Norman will attend MIT on a full scholarship covered by grant opportunities offered in part through the QuestBridge program, a national nonprofit based in Palo Alto, Calif., that connects students from low-income backgrounds with higher education opportunities.
Norman has long been interested in attending a technology school like MIT but had worried the high price tag would be a barrier.
“I’ve always been a very academic student so I was very into researching which schools I wanted to go to, which ones are the best ones,” he said. “… MIT was one of the best, so that was one that I wanted to apply to, and it worked out perfectly that they partnered with the QuestBridge program.”
Norman will begin his first semester this week in Cambridge, Mass.
MIT takes a different approach to the freshman year experience than most higher education institutions. Freshmen do not declare a major at first and are graded on a pass-fail system during their first semester.
“That first semester gives them the room to do that with no penalty to their GPA or transcript,” Norman said.
He hopes to study computer science and physics and someday build, design and program computers.
“I’ve always been into science,” he said. “Since I was little kid, I’ve always been interested in science class, and my grandfather … he worked in science, and he would tell me stories.”

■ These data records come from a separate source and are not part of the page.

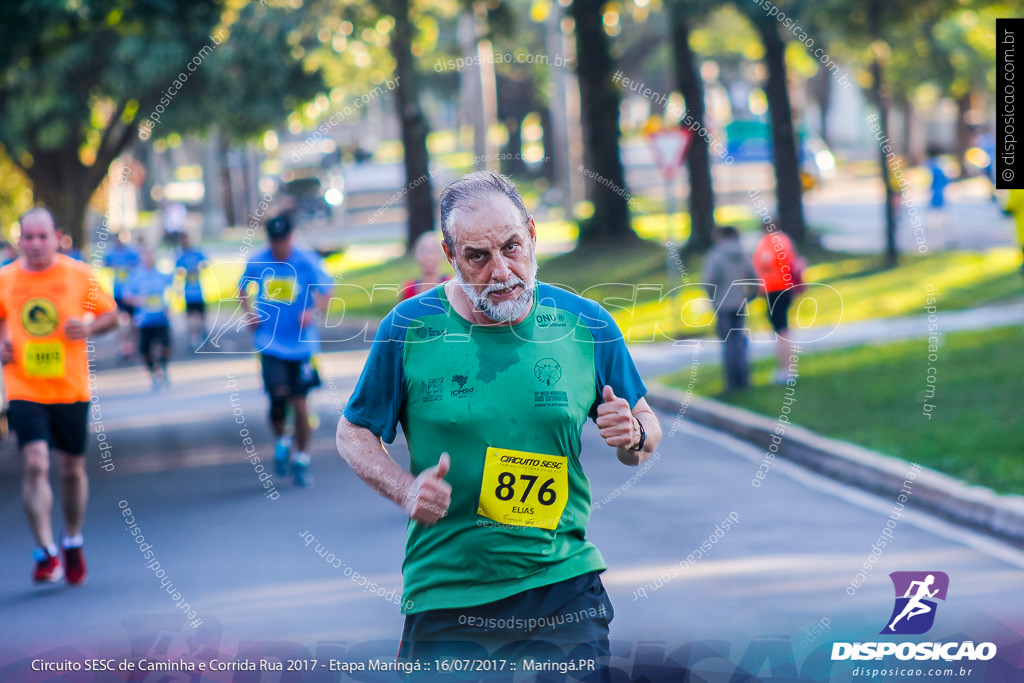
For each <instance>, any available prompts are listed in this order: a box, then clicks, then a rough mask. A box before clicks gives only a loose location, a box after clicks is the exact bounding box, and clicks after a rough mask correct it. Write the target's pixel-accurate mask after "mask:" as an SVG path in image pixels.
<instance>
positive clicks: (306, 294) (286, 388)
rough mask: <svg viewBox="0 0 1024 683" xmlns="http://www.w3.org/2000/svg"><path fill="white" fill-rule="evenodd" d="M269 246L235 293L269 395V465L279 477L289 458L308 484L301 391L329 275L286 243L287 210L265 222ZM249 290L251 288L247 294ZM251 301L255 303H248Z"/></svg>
mask: <svg viewBox="0 0 1024 683" xmlns="http://www.w3.org/2000/svg"><path fill="white" fill-rule="evenodd" d="M266 231H267V238H268V240H269V246H268V247H267V248H266V249H264V250H262V251H259V252H257V253H255V254H253V256H252V257H251V258H250V260H249V262H248V263H247V264H246V269H245V271H244V272H243V273H242V279H241V281H240V282H239V297H240V299H241V302H242V307H243V309H244V310H245V311H246V314H247V318H248V324H247V327H248V328H249V329H251V330H253V342H254V344H255V347H256V351H257V352H258V353H259V354H260V361H261V365H262V369H263V386H264V388H265V390H266V393H267V395H268V396H269V398H270V425H271V427H272V428H273V433H274V435H275V436H276V437H278V443H276V445H275V447H274V453H273V457H274V464H275V466H276V472H278V474H279V476H285V475H286V474H288V470H289V460H291V469H292V473H293V474H294V475H295V483H296V484H297V485H299V486H305V485H308V483H309V478H308V471H309V455H308V449H309V437H310V431H311V430H310V427H309V412H308V408H307V405H306V394H307V393H308V392H309V389H311V388H313V387H316V386H319V384H321V380H319V375H318V373H317V372H316V367H315V364H314V360H313V354H314V353H316V351H318V350H319V330H318V329H317V327H316V318H317V316H318V313H321V312H323V311H324V310H325V309H326V308H327V304H328V302H329V301H330V294H331V290H332V281H331V276H330V275H328V274H327V272H325V271H324V266H323V264H322V263H321V259H319V257H318V256H316V254H314V253H313V252H310V251H307V250H304V249H297V248H294V247H293V246H292V220H291V218H290V217H289V216H288V215H287V214H282V215H279V216H275V217H273V218H271V219H270V220H268V221H267V224H266ZM250 288H252V289H253V290H255V292H253V293H250V291H249V290H250ZM252 299H255V305H254V304H253V302H252ZM289 405H291V408H292V411H293V413H294V414H295V447H296V454H295V457H294V458H291V452H292V437H291V436H289V435H288V434H287V433H286V414H287V409H288V407H289Z"/></svg>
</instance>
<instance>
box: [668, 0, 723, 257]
mask: <svg viewBox="0 0 1024 683" xmlns="http://www.w3.org/2000/svg"><path fill="white" fill-rule="evenodd" d="M668 5H669V6H668V9H669V17H670V25H671V30H672V46H673V56H674V66H675V72H676V84H677V87H678V88H679V91H680V92H681V93H683V99H685V100H686V114H685V117H684V118H683V120H684V121H686V122H687V127H688V128H691V129H692V127H693V126H694V125H695V126H697V128H696V131H695V132H694V134H693V136H692V137H691V138H690V143H689V150H688V151H687V153H686V167H687V170H688V171H689V178H690V239H689V242H688V243H687V245H686V250H687V251H688V252H690V253H700V252H705V251H707V250H708V249H709V248H710V247H711V242H712V239H711V238H712V228H714V227H715V188H714V185H713V182H712V172H711V157H710V155H709V151H708V146H709V145H708V140H707V139H706V138H705V137H703V135H701V133H702V132H705V131H707V130H708V128H707V121H706V120H705V101H703V90H705V88H703V80H702V79H701V77H700V66H699V63H698V60H697V55H696V54H695V53H694V51H693V49H692V48H691V46H690V34H691V26H692V25H693V24H694V23H695V22H699V20H700V19H701V18H702V17H705V16H707V14H708V12H709V11H710V9H711V7H710V6H709V5H708V3H705V2H702V0H669V3H668Z"/></svg>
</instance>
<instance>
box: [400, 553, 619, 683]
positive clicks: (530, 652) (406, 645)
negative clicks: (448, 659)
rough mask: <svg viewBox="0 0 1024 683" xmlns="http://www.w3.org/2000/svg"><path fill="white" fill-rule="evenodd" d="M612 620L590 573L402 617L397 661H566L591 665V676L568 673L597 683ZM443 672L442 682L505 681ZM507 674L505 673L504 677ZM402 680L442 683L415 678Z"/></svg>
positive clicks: (455, 672) (599, 586)
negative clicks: (446, 659) (610, 625)
mask: <svg viewBox="0 0 1024 683" xmlns="http://www.w3.org/2000/svg"><path fill="white" fill-rule="evenodd" d="M613 616H614V610H613V609H612V607H611V601H610V600H609V599H608V594H607V593H606V592H605V590H604V586H603V585H602V584H601V579H600V572H599V571H591V572H588V573H585V574H581V575H579V577H575V578H574V579H569V580H567V581H561V582H558V583H556V584H551V585H550V586H542V587H540V588H535V589H530V590H528V591H523V592H522V593H516V594H515V595H512V596H509V597H507V598H504V599H502V600H498V601H496V602H488V603H487V604H483V605H476V606H473V607H460V608H456V609H434V610H429V611H425V612H418V613H415V614H407V615H406V628H404V629H403V630H402V634H401V645H400V646H399V648H398V660H399V661H408V663H415V661H417V660H419V661H422V663H430V664H431V665H433V661H434V659H467V658H468V659H483V658H486V659H507V660H509V661H513V660H518V661H521V660H522V659H534V660H535V661H538V663H547V661H570V660H572V661H577V663H581V661H582V663H585V664H584V668H585V669H588V668H589V665H590V663H593V669H594V671H593V672H590V673H587V672H577V673H574V675H575V676H577V677H579V678H580V679H581V680H584V681H603V680H607V679H606V676H607V668H606V664H607V657H608V656H609V653H610V650H609V644H608V625H609V624H610V623H611V620H612V617H613ZM520 671H522V670H521V669H520ZM444 675H445V676H447V677H449V678H447V679H446V680H503V675H502V673H501V672H496V673H495V675H493V676H487V675H485V674H481V673H480V672H476V673H472V674H471V673H464V674H461V675H460V674H457V673H456V672H446V673H445V674H444ZM508 675H509V670H508V669H506V671H505V672H504V678H507V677H508ZM408 680H445V679H431V677H430V676H421V677H417V676H415V675H414V676H411V677H409V678H408ZM570 680H572V679H570Z"/></svg>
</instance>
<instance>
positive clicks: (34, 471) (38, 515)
mask: <svg viewBox="0 0 1024 683" xmlns="http://www.w3.org/2000/svg"><path fill="white" fill-rule="evenodd" d="M20 223H22V237H20V242H19V243H18V244H19V246H20V248H22V253H23V254H24V256H23V257H22V258H20V259H18V260H17V261H14V262H13V263H11V264H10V265H6V266H4V267H3V268H2V269H0V359H2V360H3V364H4V366H3V375H4V383H5V384H6V386H7V397H8V398H9V399H10V407H9V409H8V415H9V420H10V427H11V429H12V430H13V431H15V432H17V446H18V449H20V451H22V458H23V459H24V461H25V470H24V473H23V475H22V498H23V502H24V504H25V513H26V515H27V516H28V518H29V526H30V527H31V528H32V535H33V537H35V540H36V543H37V544H38V547H37V548H36V551H35V560H36V566H35V569H34V570H33V574H32V579H33V581H34V582H35V583H36V584H52V583H56V582H58V581H60V580H61V579H66V580H67V582H68V583H69V584H71V585H73V586H75V585H78V584H81V583H83V582H84V581H85V574H86V568H85V557H84V555H83V554H82V525H83V523H84V521H85V507H86V500H87V499H88V494H89V480H88V478H87V476H86V469H85V450H86V436H87V434H88V414H89V397H90V394H89V370H88V354H87V353H86V341H85V340H86V338H87V337H91V336H93V335H98V334H100V333H102V332H105V331H108V330H110V329H112V328H113V327H115V326H116V325H117V324H118V313H117V306H116V304H115V303H114V299H113V298H111V296H110V295H108V294H106V293H105V292H103V291H102V290H101V289H100V288H99V283H98V282H96V280H95V278H94V275H93V273H92V270H91V269H90V268H89V266H87V265H86V264H84V263H80V262H78V261H75V260H73V259H71V258H69V257H68V256H63V255H61V254H58V253H57V247H58V246H59V234H58V233H57V230H56V227H54V225H53V217H52V216H51V215H50V213H49V212H48V211H46V210H45V209H33V210H32V211H29V212H28V213H27V214H25V215H24V216H23V217H22V221H20ZM51 449H52V450H54V451H56V452H57V454H58V456H59V461H58V465H59V470H58V471H59V473H60V499H61V509H62V510H63V522H65V528H63V538H62V543H61V546H62V550H63V559H65V561H63V564H62V565H61V562H60V558H59V556H58V555H57V548H56V545H55V544H54V543H53V527H52V524H51V515H52V511H53V510H52V509H53V492H52V489H51V488H50V478H49V471H50V470H49V468H50V450H51Z"/></svg>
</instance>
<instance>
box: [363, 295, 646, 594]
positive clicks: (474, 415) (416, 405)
mask: <svg viewBox="0 0 1024 683" xmlns="http://www.w3.org/2000/svg"><path fill="white" fill-rule="evenodd" d="M605 384H608V385H610V386H611V388H612V389H613V390H614V392H615V395H616V396H622V397H624V398H626V399H627V400H628V401H629V403H630V405H631V407H632V405H635V404H636V402H637V400H639V399H640V398H641V397H642V396H643V395H644V394H645V393H646V388H645V387H644V385H643V381H642V380H641V379H640V376H639V374H638V373H637V370H636V367H635V366H634V364H633V360H632V358H631V357H630V355H629V352H628V350H627V348H626V343H625V340H624V339H623V336H622V333H621V332H620V331H618V328H617V327H616V326H615V324H614V321H612V318H611V316H610V315H609V314H608V313H607V311H605V310H604V309H603V308H602V307H601V306H600V305H598V304H597V303H596V302H594V301H591V300H590V299H585V298H583V297H580V296H577V295H574V294H571V293H569V292H566V291H565V290H561V289H558V288H556V287H552V286H550V285H545V284H543V283H538V286H537V291H536V295H535V301H534V308H532V310H531V312H530V313H529V315H527V316H526V318H525V319H523V321H522V322H521V323H519V324H517V325H514V326H495V327H487V326H473V325H471V324H470V323H469V322H468V321H466V319H465V318H463V317H462V316H461V315H459V314H458V313H457V312H456V311H455V310H454V309H453V308H452V305H451V303H450V302H449V300H447V298H446V297H445V295H444V291H443V286H439V287H437V288H435V289H433V290H431V291H429V292H425V293H423V294H421V295H419V296H417V297H414V298H412V299H409V300H407V301H403V302H401V303H400V304H398V305H397V306H396V307H395V308H394V309H393V310H392V311H391V312H390V313H389V314H388V315H387V317H385V318H384V321H383V322H382V323H381V326H380V329H379V330H378V332H377V336H376V338H375V340H374V344H373V347H372V348H371V351H370V357H369V358H368V360H367V365H366V367H365V368H364V370H362V376H361V377H360V378H359V382H358V385H357V386H356V388H355V391H354V392H353V394H352V397H351V399H350V400H349V402H348V405H347V407H346V408H345V418H346V419H347V420H348V421H349V422H351V423H352V424H355V425H358V426H362V427H366V428H368V429H370V430H371V431H372V432H373V433H374V434H376V435H378V436H380V437H381V438H383V439H384V440H385V441H387V442H388V443H390V442H392V441H393V440H394V437H395V428H396V424H397V423H399V422H400V423H401V426H402V429H403V431H404V433H406V437H407V439H408V440H409V450H410V453H411V455H412V467H411V470H412V472H413V474H419V473H420V472H422V471H423V470H424V469H427V468H428V467H432V466H434V465H436V464H437V460H438V458H439V457H440V454H441V453H442V452H446V453H447V454H449V455H450V457H451V461H452V467H451V470H450V471H449V473H447V475H446V476H445V477H444V479H445V481H447V482H449V483H450V484H451V485H452V504H451V507H450V508H449V513H447V516H445V517H443V518H442V519H441V520H440V521H438V523H437V524H435V525H434V526H429V527H428V526H424V525H422V524H418V523H415V522H413V521H410V524H409V533H408V539H407V544H406V561H404V563H403V565H402V571H403V574H404V582H406V587H404V595H403V598H402V602H403V604H406V605H407V607H406V608H403V611H406V612H410V613H412V612H421V611H425V610H430V609H450V608H455V607H468V606H473V605H479V604H484V603H487V602H494V601H496V600H500V599H502V598H506V597H508V596H510V595H513V594H515V593H519V592H521V591H525V590H528V589H531V588H537V587H540V586H547V585H549V584H554V583H556V582H560V581H564V580H567V579H572V578H573V577H578V575H580V574H582V573H586V572H588V571H595V570H602V569H604V568H605V564H604V560H603V559H602V558H601V555H600V553H599V552H598V550H597V548H596V547H594V545H593V544H591V543H590V542H589V541H587V538H586V527H587V522H588V520H589V519H590V512H591V494H590V481H589V480H588V478H587V476H586V474H584V471H583V466H582V464H581V458H580V457H581V450H582V444H581V434H582V431H583V427H584V423H585V422H586V421H587V418H588V417H591V418H594V417H596V415H597V405H598V404H599V403H600V402H601V388H602V387H603V386H604V385H605ZM488 449H498V450H502V451H499V452H493V453H494V455H492V456H490V457H489V458H490V460H489V461H487V458H488V457H487V453H488ZM508 451H515V452H519V453H512V454H510V453H508ZM591 457H592V458H608V459H610V461H611V462H617V461H615V460H614V456H613V454H612V453H611V450H610V449H606V450H602V451H601V452H597V453H594V454H593V455H592V456H591ZM485 461H487V462H486V467H485ZM484 499H486V500H484ZM562 506H564V507H562ZM558 510H561V512H560V514H557V511H558ZM552 511H555V512H552ZM506 513H507V514H506ZM546 526H551V527H552V528H545V527H546Z"/></svg>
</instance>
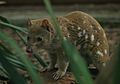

Norman took his first computer science class in high school, which confirmed his interest in the subject. He went on to take every computer science course offered at Glynn Academy and was accepted into the Governor’s Honors program for computer science.
He also took every physics class available to him, both at GA and online, and went beyond that education to explore resources on YouTube and in scientific articles.
But he always knew there was more knowledge to gain.
“MIT is going to be the opportunity to really learn the things that I’ve always been interested in and wanted to know,” Norman said. “That’s the main reason I want to go to MIT.”
He gave credit to his teachers at Glynn Academy for preparing him for this moment when he can take the next big step in his academic journey.
“There are some standout, spectacular teachers at Glynn Academy that really allow students to not just learn what’s on the page but also to ask a question and apply it in a different way and to have a conversation,” Norman said. “I think that’s really what learning is about.”